18 milliards d'euros supplémentaires en quatre ans

L’effort est exceptionnel. En 2021, le budget des Armées sera porté à 39,2 milliards d’euros, en hausse de 4,5 % par rapport au budget 2020. Depuis 2017, il a augmenté chaque année d’au moins 1,7 milliard d’euros. Sur les quatre dernières années, cela représente un montant cumulé supplémentaire de l’ordre de 18 milliards d’euros !

De quoi améliorer les conditions de vie des soldats, moderniser la dissuasion nucléaire et renouveler les équipements conventionnels, dont il est vrai, certains, comme les VAB (véhicule de l’avant blindé) ou les avions de surveillance maritime ont plus de 40 ans d’âge... Les effets de la modernisation se font ressentir. L’armée de Terre réceptionne ses nouveaux véhicules blindés (véhicules Griffon, Jaguar…) ; la Marine nationale son premier sous-marin nucléaire d’attaque de nouvelle génération, le Suffren; l’armée de l’Air de nouveaux avions ravitailleurs...

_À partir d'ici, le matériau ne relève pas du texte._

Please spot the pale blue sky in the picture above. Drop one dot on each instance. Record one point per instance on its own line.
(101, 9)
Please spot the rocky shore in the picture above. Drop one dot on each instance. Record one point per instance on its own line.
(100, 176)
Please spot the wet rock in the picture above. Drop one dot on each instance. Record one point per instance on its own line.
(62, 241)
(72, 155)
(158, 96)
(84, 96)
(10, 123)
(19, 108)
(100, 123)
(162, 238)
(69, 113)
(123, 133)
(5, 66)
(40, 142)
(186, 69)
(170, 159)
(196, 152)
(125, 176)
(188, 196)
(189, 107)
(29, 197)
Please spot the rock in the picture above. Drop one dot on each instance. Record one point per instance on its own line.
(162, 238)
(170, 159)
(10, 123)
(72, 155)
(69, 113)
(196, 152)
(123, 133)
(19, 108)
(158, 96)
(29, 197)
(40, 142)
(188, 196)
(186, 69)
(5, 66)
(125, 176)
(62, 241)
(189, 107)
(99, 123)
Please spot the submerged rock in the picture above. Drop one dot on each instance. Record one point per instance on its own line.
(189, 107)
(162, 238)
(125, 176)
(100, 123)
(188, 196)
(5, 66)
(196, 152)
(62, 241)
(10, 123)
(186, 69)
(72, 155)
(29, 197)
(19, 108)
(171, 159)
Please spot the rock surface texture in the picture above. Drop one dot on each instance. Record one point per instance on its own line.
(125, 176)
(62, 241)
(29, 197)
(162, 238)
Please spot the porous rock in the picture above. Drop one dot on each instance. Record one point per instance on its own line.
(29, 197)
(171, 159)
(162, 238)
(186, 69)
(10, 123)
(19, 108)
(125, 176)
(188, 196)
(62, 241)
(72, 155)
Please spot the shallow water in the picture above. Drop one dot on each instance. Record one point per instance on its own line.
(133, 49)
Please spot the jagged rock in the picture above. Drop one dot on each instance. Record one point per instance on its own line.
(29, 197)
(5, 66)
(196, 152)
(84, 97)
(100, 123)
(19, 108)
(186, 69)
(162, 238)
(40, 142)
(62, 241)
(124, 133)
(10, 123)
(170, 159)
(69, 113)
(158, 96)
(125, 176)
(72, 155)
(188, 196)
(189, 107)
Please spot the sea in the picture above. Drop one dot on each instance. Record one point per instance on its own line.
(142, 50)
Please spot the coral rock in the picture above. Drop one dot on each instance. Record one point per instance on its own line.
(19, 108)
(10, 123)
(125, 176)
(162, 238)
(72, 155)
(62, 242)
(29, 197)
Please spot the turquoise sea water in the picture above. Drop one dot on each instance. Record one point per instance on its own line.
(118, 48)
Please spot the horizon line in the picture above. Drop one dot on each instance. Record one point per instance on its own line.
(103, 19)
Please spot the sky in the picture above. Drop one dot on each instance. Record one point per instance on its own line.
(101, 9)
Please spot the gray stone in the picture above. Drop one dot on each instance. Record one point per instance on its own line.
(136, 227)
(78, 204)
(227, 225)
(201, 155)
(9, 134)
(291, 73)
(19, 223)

La Défense, 10% de l'industrie

Pour justifier cet effort de la nation au profit de ses Armées, le président de la République mobilise sa ministre de la Défense. Mission est confiée à Florence Parly de rencontrer les élus du parlement et les sensibiliser sur l’évolution du contexte stratégique, les besoins des militaires et la mise en oeuvre de la LPM. "Je me tiens donc à l’entière disposition du Parlement", a-t-elle fait immédiatement savoir lors de ses vœux aux armées depuis Balard le 21 janvier dernier. Avec un argument massue, les milliards d’euros investis dans les Armées profitent à la relance du pays. Selon le ministère, l’industrie de l’armement, avec ses 4 000 entreprises (grands groupes, ETI, PME et start-up), représente 10 % de l’industrie, plus de 20 % de la R&D et environ 11 % des exportations de biens de la France en 2019.

La ministre aura également un deuxième atout dans son jeu : l’actualisation de la revue stratégique de défense et de sécurité de 2017… que ses services en charge des relations internationales et de la stratégie viennent tout juste de produire. Ce document d’une cinquantaine de pages décrit l’environnement stratégique mondial et ses évolutions qui pourraient fragiliser la sécurité du pays. Son constat est clair: le monde est plus incertain et instable que jamais et les menaces multiples : enracinement du terrorisme, délitement de l’ordre international, prolifération des armes de destruction massive, durcissement de la compétition stratégique entre puissances, militarisation de l’espace et du cyberespace… 

Indépendance technologique et industrielle

Le document appelle ainsi la France et ses voisins européens à accroître leur indépendance technologique et industrielle. Le risque sinon : un déclassement technologique et stratégique. Sans surprise, cette actualisation stratégique conclut à la nécessaire poursuite de la remontée en puissance des armées amorcée en 2017. CQFD. Bref, un argumentaire des plus efficaces pour convaincre les membres des commissions chargées des questions de la défense et des forces armées de l’Assemblée nationale et du Sénat.

Un président qui monte au front, sa ministre des Armées en première ligne, une actualisation stratégique qui tombe à pic… Rarement une loi de programmation militaire n’aura bénéficié d’autant de renfort.